Matt Chambers, The Australian
Mr Clifford says that Qantas is already straining under the cost of $US100-a-barrel oil prices.
He also said the unions were lacking leadership and attributed a recent increase in industrial disputes across the business sector and a drop off in focus on productivity partly to the federal government's Fair Work laws.
"With the sort of things they are trying to do get up, I guarantee there will be fewer jobs," Mr Clifford told The Australian as Qantas remained locked in an industrial relations brawl that threatened to lead to strikes after the Easter weekend.
"Union leaders have been emboldened by the recent legislation.
"There is very little focus on productivity and we seem to have lost the enterprise focus of the last 15 years or so."
It is the first time Mr Clifford, who as head of Rio Tinto successfully stared down unions at the company's iron ore and coal mines, has weighed in on the latest Qantas trouble.
Qantas engineers and pilots have already threatened to strike if claims, including job security guarantees, are not met, while the Transport Workers Association, which represents 9000 other Qantas workers, is also threatening action.
The TWU wants the airline to agree to job security clauses under which any contract struck by the airline would equal the pay and conditions of the union agreement. It says this will remove the incentive to contract out work.
Mr Clifford asked "what planet" union leadership was on, and pointed at surging oil prices and increased competition as obvious indicators the airline was working in a tough environment.

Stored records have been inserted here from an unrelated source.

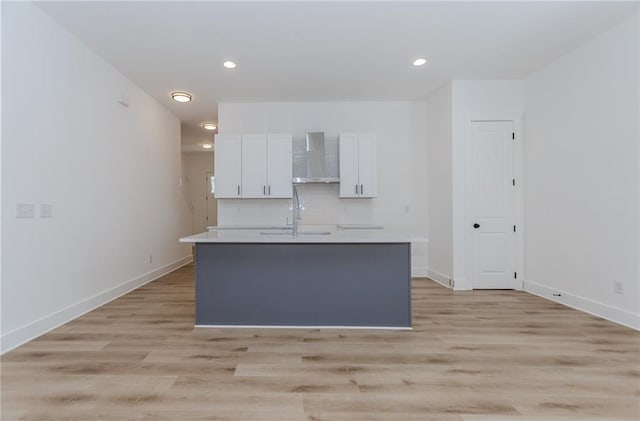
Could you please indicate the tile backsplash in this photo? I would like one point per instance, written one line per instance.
(320, 202)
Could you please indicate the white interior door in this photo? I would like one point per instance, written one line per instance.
(492, 205)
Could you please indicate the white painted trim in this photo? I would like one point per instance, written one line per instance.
(301, 327)
(24, 334)
(439, 278)
(518, 161)
(419, 272)
(616, 315)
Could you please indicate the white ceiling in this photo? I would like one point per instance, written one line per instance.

"I hope we will see some common sense prevail," Mr Clifford said, adding that there was probably a lack of leadership and evidence of inexperience in the top ranks of the unions.
He said the calls for job security made no sense since the measures being asked for would result in lost jobs because of the effects they would have on the airline.
Mr Clifford also dismissed industry rumours that he was unhappy with the tack chief executive Alan Joyce had been taking on the issue.
"Alan Joyce and I are on the same page, we are in lock step," Mr Clifford said.
Mr Joyce has accused the unions of running a "kamikaze" campaign that was likely to drive customers to competing airlines.
Investment bank CLSA says the number of workplaces conducting votes on strikes has surged in the past year.
Its research shows there are 16 listed companies with industrial relations issues that have been simmering this quarter.
Under the legislation, employees have voted for the right to strike at Adelaide Brighton, BHP Billiton's Mt Arthur Coal operation, Boom Logistics, Coca-Cola Amatil, Downer EDI's rail unit, GWA Bathrooms and Kitchens, Transfield and UGL.
Workers at Monadelphous, QR National and Salmat have been given the right to vote on strike action, while Lend Lease, Mirvac, UGL and Wesfarmers' Coles unit are attempting to stop industrial action taking place through court orders, CLSA says.